A Taste of Torah – Parshas Beha’aloscha

Written by: Rabbi Avrohom S. Moller

“The meat was yet between their teeth not yet chewed and Hashem’s wrath was kindled against the nation and He smote the nation with an exceedingly large plague.” These frightening words describe Hashem’s response to the demand for meat by some of the אספסוף, the “riffraff” amongst the Jewish people. G-D gave them their wish to demonstrate that he could deliver vast quantities of meat as they demanded, but he also extracted a very harsh punishment for the demand.

As with all other unhappy episodes in the Torah, this story is meant to teach us how to behave and to learn the lessons from this incident. So that begs the question, “What was the cause of Hashem’s anger in this incident?” Was it the demand for animal pleasure? Was it the lack of appreciation for the miracle of the manna? Was it the fact that there was rabblerousing going on when the אספסוף involved other people in their complaint for meat? These are all plausible explanations and the pesukim support these interpretations.

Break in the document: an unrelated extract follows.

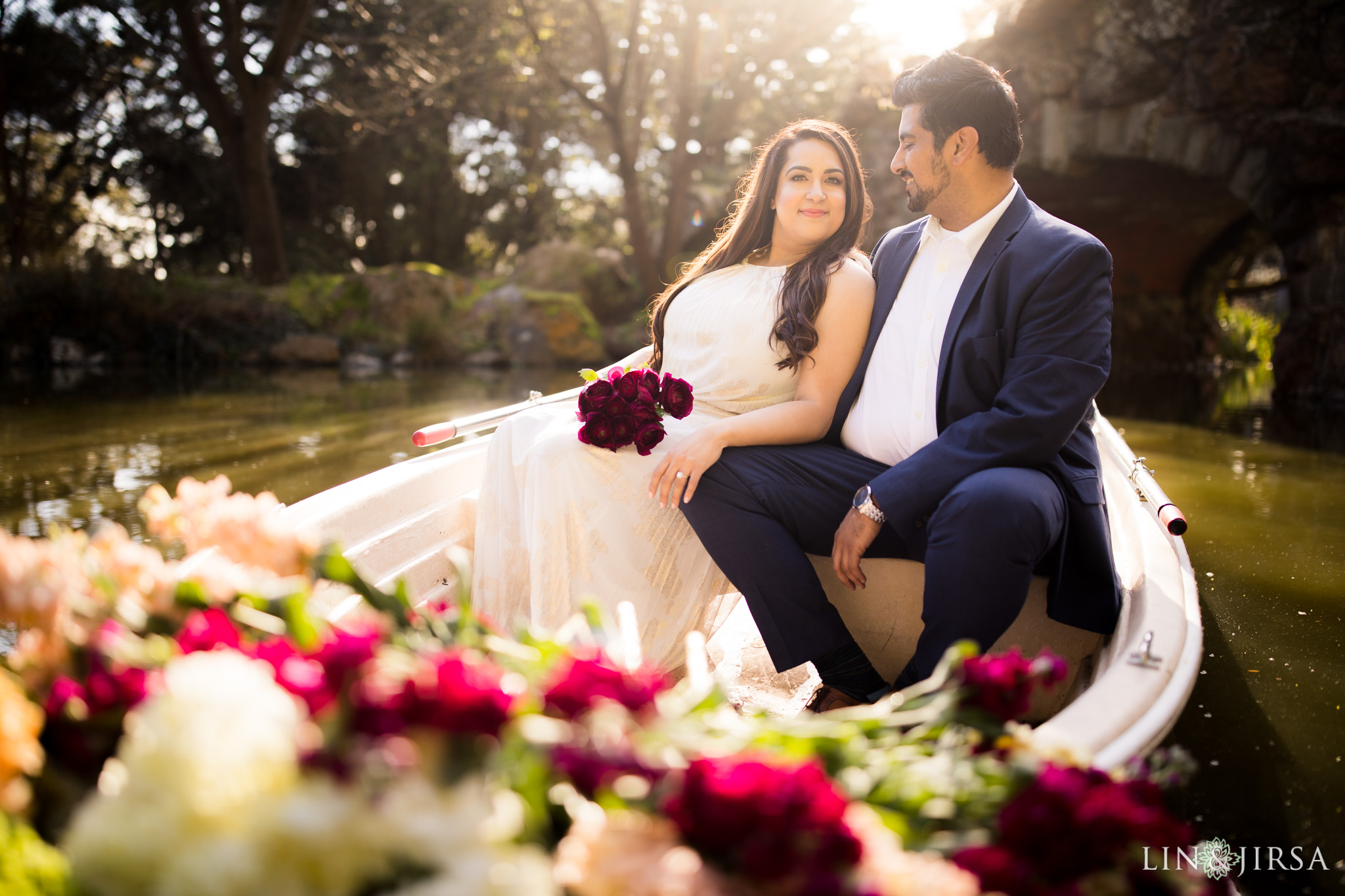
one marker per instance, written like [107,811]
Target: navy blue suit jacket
[1026,349]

The Kehilas Yitzchok (A Torah anthology published in Vilna in 1900) offers the following insight based on the Midrash. The Midrash  tells us that the manna was delivered to each person according to his spiritual status. If a man was righteous, the manna fell at his doorstep. If not, he had to leave the camp and scour the area to collect his daily sustenance. If he was worthy the manna arrived well prepared. If not, he needed to grind, pound, cook, bake, etc. In effect, every person got a daily update of his standing in G-d’s eyes. This was unnerving for some of the less spiritual people. They didn’t like this level of accountability. They wanted to live their lives without all of the feedback. This is why they wanted food that they could access without the high visibility of Hashem’s opinion of them. This is why they pined for the days in Egypt that they could, “eat without any cost” which Rashi explains to mean, “free of all mitzvos” even though they certainly had to work physically to get their food in Egypt.

Hashem’s response to this attitude was very harsh. Accountability is the foundation for growth. It gives us the ability to repair our mistakes and to avoid them in the future. It encourages us to go on to greater things. To reject that feedback is not only rebellion, it shuts the door to any form of development and this was the terrible mistake of the אספסוף.

This idea is very important for all of us. It is repeated in Tanach and in the writings of our sages. The wise person appreciates constructive criticism and seeks feedback and guidance to grow more and more. Growth is the essence of and the real definition of life in this world! As parents, we need to speak to our children and to guide them. We should praise their good efforts and good choice making and correct them when they have fallen short so that they grow into well-developed people.